In the beginning, board length depended on social class. Commoners' boards were between 12-14 feet, and between 14-16 feet for chiefs and noblemen. The boards were also extremely heavy. At the beginning of the 20th Century, a Hawaiian surfer, George Freeth took his expertise in the sport across the Pacific to Los Angeles, California. He also often experimented with the board, and eventually cut his 16 foot board in half. That is where he became the first professional surfer.
In the meantime, the nine variations of boards were developed. The fist type, is known as the "Egg," given the name due to its round profile and round tail shape. The Egg board is typically 6-8 feet and six inches long. The Egg's primary objective is to provide entertainment and to have fun, not necessarily for high performance. Next, is the "Fish," which you may have heard before, but don't be confused, some boards are referred to as a "fish" because of their fin, (a fin, also called a "skeg," helps stabilize the board, and keep it from moving side to side in the water) but they might lack the other characteristics that make the Fish such a board. They are extremely short and stout, measuring less than six feet in length. The Fish was derived from the knee board, hence the short characteristic.

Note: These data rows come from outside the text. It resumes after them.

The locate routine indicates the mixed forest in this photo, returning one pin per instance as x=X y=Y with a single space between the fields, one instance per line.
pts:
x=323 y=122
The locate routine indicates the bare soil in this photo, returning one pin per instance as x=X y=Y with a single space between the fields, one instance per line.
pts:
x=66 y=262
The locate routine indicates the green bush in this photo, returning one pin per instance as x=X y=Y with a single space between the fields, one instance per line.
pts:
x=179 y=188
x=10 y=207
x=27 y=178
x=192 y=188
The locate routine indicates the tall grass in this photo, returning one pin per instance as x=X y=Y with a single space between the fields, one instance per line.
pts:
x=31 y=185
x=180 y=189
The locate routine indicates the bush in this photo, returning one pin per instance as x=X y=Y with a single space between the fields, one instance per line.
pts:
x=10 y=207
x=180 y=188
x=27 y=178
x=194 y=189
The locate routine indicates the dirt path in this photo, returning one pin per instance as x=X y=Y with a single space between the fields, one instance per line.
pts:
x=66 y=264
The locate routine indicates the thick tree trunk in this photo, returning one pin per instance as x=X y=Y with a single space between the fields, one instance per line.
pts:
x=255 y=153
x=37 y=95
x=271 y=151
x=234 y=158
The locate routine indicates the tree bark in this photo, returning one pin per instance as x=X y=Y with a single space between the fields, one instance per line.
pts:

Another type of board is the Fun Board, which is just that, fun. The Fun board is a mid-level board between the long and short boards. Next is the Gun Board. The Gun board is perfect for large waves. It's very long, usually between 9-12 feet. The Gun Board is very thin, and mimics a needle, with either a single or thruster fin. The Gun Board is similar to a Shortboard, but the length is closer to a Longboard. Then came the reinvented Hollow Wooden Surfboard. After boards started being created with foam instead of wood in the 1950's, a few surfers, such as; Roy Stewart, Paul Jensen, Tom Wegener, Roy Stewart, and Peter McMahon created a more environmentally friendly version, to take the board back to being made of wood that was made of fast-growing plantation wood. Another version is the longer board, which is also one of the more popular versions today. Measuring between 9-12 feet in length on which a surfer can walk to the front and hang his feet off the front end is the Longboard, famous for being the board where "Hanging ten," came from. The Olo Board was one of the first names given to a board back in Hawaii, and were typically used only for royalty. The Olo is one of the biggest boards, and is usually over 14 feet in length, and sometimes weighs more than 70 pounds!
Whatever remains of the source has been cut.